Environment: Hadoop Stack, Java, Sqoop, Hive, ATSCALE, Oozie, Microsoft SQL server, NIFI, Kafka, Storm, Ubuntu, HBASE, YARN, Hortonworks, UNIX Shell Scripting, AZURE PowerShell, CRON, Scala, Spark, R, Maven, SBT, IntelliJ, Tableau, Microsoft Azure HDINSIGHT, SSMS, Azure Data Factory, Azure Data Warehouse, SAP HANA.
Confidential
Big Data Developer
Responsibilities:
- Worked with Hortonworks dispersion. Introduced, arranged, and kept up a Hadoop cluster dependent on the business prerequisites. Involved in start to finish execution of ETL pipelines utilizing Python and SQL for high volume data analysis, likewise audited use cases before on boarding to HDFS. Mindful to stack, oversee and audit terabytes of log records utilizing Ambari web UI. Utilized Sqoop to relocate information between relational DBMS and HDFS. Ingested data from MS SQL, Teradata, and Cassandra databases. Performed specially appointed inquiries utilizing Hive joins, bucketing techniques for faster data access. Utilized Nifi to mechanize the data stream between divergent frameworks. Planned dataflow models and objective tables to acquire applicable metrics from different sources. Developed Bash contents to get log documents from FTP server and executed Hive responsibilities to parse them.

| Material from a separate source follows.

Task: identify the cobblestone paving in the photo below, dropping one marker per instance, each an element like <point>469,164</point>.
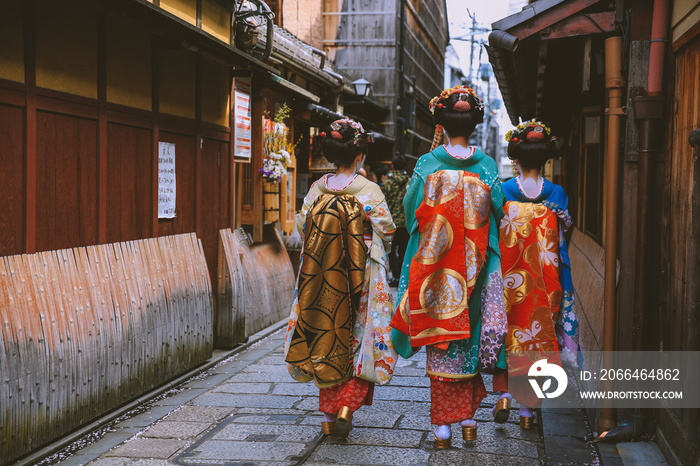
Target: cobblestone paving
<point>248,411</point>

- Actualized different Hive queries for analytics. Created External tables, advanced Hive queries and improved the cluster execution by 30%. Enhanced contents of existing Python modules. Dealt with composing APIs to stack the processed data to HBase tables. Migrated ETL tasks to Pig contents to apply joins, aggregations, and transformations. Worked with Jenkins build and continuous integration tools. Involved in writing Groovy scripts to automate the Jenkins pipeline's integration and delivery service. Used Power BI as a front - end BI tool and MS SQL Server as a back-end database to plan and create dashboards, workbooks, and complex aggregate calculations. Used Jenkins for CI/CD and SVN for version control. Used Informatica as an ETL tool to create source/target definitions, mappings and sessions to extract, transform and load data into staging tables from various sources. Designed and Developed
- Informatica processes to extract data from internal check issue systems. Used Informatica Power exchange to extract data from one of the EIC s operational system called Datacom. Extensive experience in Building, publishing customized interactive reports and dashboards, report scheduling using Tableau
- Desktop and Tableau Server. Extensive experience in Tableau Administration Tool, Tableau Interactive Dashboards, Tableau suite. Developed Tableau visualizations and dashboards using Tableau Desktop and published the same on Tableau Server. Used Informatica Power Center for (ETL) extraction, transformation and loading data from heterogeneous source systems into target database. Analyzed data stored in S3 buckets using SQL, PySpark and stored the processes data in Redshift and validated data sets by implementing Spark components. Worked as ETL developer and Tableau developer and widely involved in Designing, Development Debugging of ETL mappings using Informatica designer tool as well as Created advanced chart types, visualizations and complex calculations to manipulate the data using Tableau D
Confidential
Data Analyst
Responsibilities:
- Understand the data visualization requirements from the Business Users. Writing SQL queries to extract data from the Sales data marts as per the requirements. Developed Tableau data visualization using Scatter Plots, Geographic Map, Pie Charts and Bar Charts and Density Chart. Designed and deploy rich
- Graphic visualizations with Drill Down and Drop - down menu option and Parameterized using Tableau. Created action filters, parameters and calculated sets for preparing dashboards and worksheets in Tableau. Explored traffic data from databases connecting them with transaction data, and presenting as well as writing report for every campaign, providing suggestions for future promotions. Extracted data using SQL queries and transferred it to Microsoft Excel and Python for further analysis. Data Cleaning, merging and exporting the dataset was done in Tableau Prep. Data processing and cleaning techniques carried out to reduce text noise, reduce dimensionality in order to improve the analysis.
Environment: Python, Informatics v9.x, MS SQL SERVER, T-SQL, SSIS, SSRS, SQL Server Management Studio, Oracle, Excel.